Fluck Juliane, Hofmann-Apitius Martin
Fraunhofer Institute for Algorithms and Scientific Computing, Schloss Birlinghoven, 53754 Sankt Augustin, Germany.
Fraunhofer Institute for Algorithms and Scientific Computing, Schloss Birlinghoven, 53754 Sankt Augustin, Germany; Bonn-Aachen International Center for Information Technology (B-IT), Dahlmannstraβe 2, 53113 Bonn, Germany.
Drug Discov Today. 2014 Feb;19(2):140-4. doi: 10.1016/j.drudis.2013.09.012. Epub 2013 Sep 23.

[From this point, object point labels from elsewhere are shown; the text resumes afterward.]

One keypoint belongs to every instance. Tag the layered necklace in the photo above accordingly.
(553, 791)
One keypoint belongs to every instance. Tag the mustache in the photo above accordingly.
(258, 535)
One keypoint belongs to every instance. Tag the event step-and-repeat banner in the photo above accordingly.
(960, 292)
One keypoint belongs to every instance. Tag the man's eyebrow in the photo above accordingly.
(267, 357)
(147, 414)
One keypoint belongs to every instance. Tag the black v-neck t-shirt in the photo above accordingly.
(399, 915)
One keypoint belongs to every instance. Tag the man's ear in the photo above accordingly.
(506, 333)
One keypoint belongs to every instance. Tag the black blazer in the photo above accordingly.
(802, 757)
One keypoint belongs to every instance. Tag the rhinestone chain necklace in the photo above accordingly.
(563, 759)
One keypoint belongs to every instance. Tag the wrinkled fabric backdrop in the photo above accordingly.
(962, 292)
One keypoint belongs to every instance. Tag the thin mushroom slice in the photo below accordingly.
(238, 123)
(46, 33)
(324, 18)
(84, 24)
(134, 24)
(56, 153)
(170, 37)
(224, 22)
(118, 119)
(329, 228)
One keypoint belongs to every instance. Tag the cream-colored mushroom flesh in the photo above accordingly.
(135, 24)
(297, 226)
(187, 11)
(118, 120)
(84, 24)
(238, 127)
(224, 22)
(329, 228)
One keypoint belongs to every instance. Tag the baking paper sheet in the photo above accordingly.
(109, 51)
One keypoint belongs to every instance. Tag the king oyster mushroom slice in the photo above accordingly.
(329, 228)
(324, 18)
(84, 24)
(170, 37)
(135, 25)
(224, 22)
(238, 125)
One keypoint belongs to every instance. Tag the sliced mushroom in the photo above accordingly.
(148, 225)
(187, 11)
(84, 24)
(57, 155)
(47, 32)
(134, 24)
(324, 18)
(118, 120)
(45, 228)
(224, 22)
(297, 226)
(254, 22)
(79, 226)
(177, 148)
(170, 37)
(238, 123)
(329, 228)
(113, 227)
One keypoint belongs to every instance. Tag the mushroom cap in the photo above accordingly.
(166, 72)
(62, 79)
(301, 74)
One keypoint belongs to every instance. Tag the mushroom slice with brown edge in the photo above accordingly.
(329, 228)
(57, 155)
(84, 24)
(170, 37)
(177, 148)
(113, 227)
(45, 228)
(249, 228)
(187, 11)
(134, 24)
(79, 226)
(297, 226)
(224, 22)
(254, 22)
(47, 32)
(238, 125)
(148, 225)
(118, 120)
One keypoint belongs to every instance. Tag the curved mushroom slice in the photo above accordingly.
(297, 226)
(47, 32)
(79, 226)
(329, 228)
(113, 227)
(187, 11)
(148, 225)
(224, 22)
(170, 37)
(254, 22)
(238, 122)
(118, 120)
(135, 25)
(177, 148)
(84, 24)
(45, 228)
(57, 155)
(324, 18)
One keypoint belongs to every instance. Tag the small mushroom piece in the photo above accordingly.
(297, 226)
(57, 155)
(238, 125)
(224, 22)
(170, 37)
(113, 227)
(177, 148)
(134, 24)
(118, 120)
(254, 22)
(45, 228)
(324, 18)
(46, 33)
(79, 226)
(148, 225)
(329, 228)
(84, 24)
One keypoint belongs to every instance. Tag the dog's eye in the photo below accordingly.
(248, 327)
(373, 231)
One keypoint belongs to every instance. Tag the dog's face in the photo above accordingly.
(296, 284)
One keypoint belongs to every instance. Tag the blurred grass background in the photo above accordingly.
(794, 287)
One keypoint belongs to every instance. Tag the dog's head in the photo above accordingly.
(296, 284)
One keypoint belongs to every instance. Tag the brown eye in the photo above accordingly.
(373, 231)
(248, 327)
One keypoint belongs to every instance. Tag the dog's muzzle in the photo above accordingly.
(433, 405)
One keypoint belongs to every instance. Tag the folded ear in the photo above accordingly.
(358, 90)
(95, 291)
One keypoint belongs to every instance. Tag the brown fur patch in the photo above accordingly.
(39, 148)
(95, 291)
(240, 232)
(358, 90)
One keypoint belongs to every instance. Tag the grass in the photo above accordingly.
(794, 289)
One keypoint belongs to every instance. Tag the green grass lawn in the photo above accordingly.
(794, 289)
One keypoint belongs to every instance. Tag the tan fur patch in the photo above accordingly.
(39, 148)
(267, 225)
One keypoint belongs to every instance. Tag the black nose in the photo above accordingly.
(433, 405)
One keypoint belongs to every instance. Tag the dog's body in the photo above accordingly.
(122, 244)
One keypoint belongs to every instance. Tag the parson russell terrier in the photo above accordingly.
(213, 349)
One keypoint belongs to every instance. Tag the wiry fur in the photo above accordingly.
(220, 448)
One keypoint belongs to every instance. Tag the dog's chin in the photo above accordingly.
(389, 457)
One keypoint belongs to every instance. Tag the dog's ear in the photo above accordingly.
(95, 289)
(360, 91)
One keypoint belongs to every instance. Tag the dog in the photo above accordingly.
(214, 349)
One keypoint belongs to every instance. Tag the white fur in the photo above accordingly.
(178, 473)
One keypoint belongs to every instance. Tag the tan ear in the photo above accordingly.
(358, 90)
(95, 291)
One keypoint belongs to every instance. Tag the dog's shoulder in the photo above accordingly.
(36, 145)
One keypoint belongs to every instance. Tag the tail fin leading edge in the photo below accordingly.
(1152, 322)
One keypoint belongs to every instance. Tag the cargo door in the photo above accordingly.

Scientific communication in biomedicine is, by and large, still text based. Text mining technologies for the automated extraction of useful biomedical information from unstructured text that can be directly used for systems biology modelling have been substantially improved over the past few years. In this review, we underline the importance of named entity recognition and relationship extraction as fundamental approaches that are relevant to systems biology. Furthermore, we emphasize the role of publicly organized scientific benchmarking challenges that reflect the current status of text-mining technology and are important in moving the entire field forward. Given further interdisciplinary development of systems biology-orientated ontologies and training corpora, we expect a steadily increasing impact of text-mining technology on systems biology in the future.
总体而言,生物医学领域的科学交流仍然主要基于文本。在过去几年中,用于从非结构化文本中自动提取可直接用于系统生物学建模的有用生物医学信息的文本挖掘技术有了显著改进。在本综述中,我们强调命名实体识别和关系提取作为与系统生物学相关的基本方法的重要性。此外,我们强调了公开组织的科学基准测试挑战所起的作用,这些挑战反映了文本挖掘技术的当前状态,并且对于推动整个领域的发展很重要。鉴于面向系统生物学的本体和训练语料库的进一步跨学科发展,我们预计文本挖掘技术在未来对系统生物学的影响将稳步增加。